Broad use of hydrogen as a fuel or energy carrier will provide better energy security, return major economic, environmental, and health benefits, and help minimize climate-change impact of greenhouse-gas emissions from energy use. Hydrogen couples into any realistic model of “sustainable carbon-hydrogen-electricity cycles” in an integrated and critical manner.
For storage and delivery, liquid hydrogen (LH2) is the superior choice rather than compressed (CH2), adsorbed, or chemical compounds of hydrogen because of LH2's higher volumetric energy density and gravimetric energy density compared to other hydrogen storage methods. The ratio of the ideal minimum work input per unit mass of gas to the real work input per unit mass of gas for a practical liquefier is called figure of merit (FOM). Currently the majority of gaseous hydrogen (GH2) is liquefied using liquid nitrogen pre-cooled Claude-cycle plants. These conventional large-scale liquefiers are limited to a FOM of ˜0.35. Small-scale conventional liquefiers seldom achieve FOMs of 0.25. Such a low FOM increases operating costs of hydrogen liquefiers and thereby the price of dispensed LH2 or CH2 fuel.
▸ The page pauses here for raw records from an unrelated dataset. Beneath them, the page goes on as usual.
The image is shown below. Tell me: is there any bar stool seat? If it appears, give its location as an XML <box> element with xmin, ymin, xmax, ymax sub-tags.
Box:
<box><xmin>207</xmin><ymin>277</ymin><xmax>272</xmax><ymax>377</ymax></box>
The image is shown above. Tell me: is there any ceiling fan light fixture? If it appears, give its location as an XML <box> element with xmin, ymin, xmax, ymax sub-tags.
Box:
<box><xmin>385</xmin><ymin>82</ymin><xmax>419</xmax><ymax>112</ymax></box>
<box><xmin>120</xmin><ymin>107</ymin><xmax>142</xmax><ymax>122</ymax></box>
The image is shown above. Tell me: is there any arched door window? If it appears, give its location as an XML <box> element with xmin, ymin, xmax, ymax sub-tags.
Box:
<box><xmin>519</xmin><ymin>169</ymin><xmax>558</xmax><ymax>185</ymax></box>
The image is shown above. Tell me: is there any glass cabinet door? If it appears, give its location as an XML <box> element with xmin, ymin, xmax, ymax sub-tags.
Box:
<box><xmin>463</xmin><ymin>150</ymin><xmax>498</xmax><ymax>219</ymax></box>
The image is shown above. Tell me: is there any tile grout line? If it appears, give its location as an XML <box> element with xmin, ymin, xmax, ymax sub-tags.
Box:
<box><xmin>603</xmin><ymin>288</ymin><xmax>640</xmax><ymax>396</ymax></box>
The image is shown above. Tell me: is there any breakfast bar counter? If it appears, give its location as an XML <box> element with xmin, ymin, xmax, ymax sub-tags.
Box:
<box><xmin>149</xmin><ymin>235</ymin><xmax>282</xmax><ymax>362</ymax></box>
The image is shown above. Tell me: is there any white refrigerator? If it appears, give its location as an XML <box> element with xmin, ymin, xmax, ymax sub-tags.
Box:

A relatively small number of hydrogen liquefiers presently exist in the world. Most of them are large industrial plants with capacities ranging from ˜5 metric tons/day to ˜100 metric tons/day. The majority of commercial H2 has been used for non-transportation applications such as at refineries and ammonia fertilizer plants. Few commercial liquefaction facilities have been built with capacities below ˜5 metric tons/day because the installed costs tend to increase sharply on a per metric ton/day basis as the capacity decreases. The depreciation of high capital costs of hydrogen liquefiers increases the price of dispensed LH2 or CH2 fuel. For example, a 1 metric ton/day LH2 facility has an approximate installed cost of ˜$9-11 million, i.e., ˜$10 million/metric ton/day. Over a 20-year operating period of a plant of this capacity and cost, straight-line depreciation gives a contribution of ˜$1.45/kg H2 to fuel cost.
The major barriers to deployment of fuel-cell electric vehicles are lack of local supply and refueling infrastructure with capacity in the range of 0.1 to 1 metric ton/day at each refueling station with delivery of LH2 or CH2 at the same price or less than gasoline on a fuel cost/mile driven basis. Cost-effective and efficient hydrogen liquefiers on this scale for such refueling supply and refueling stations do not exist. These two key barriers to rapid adoption of hydrogen fuels can be eliminated by development of highly-efficient and low-cost small-scale liquefiers.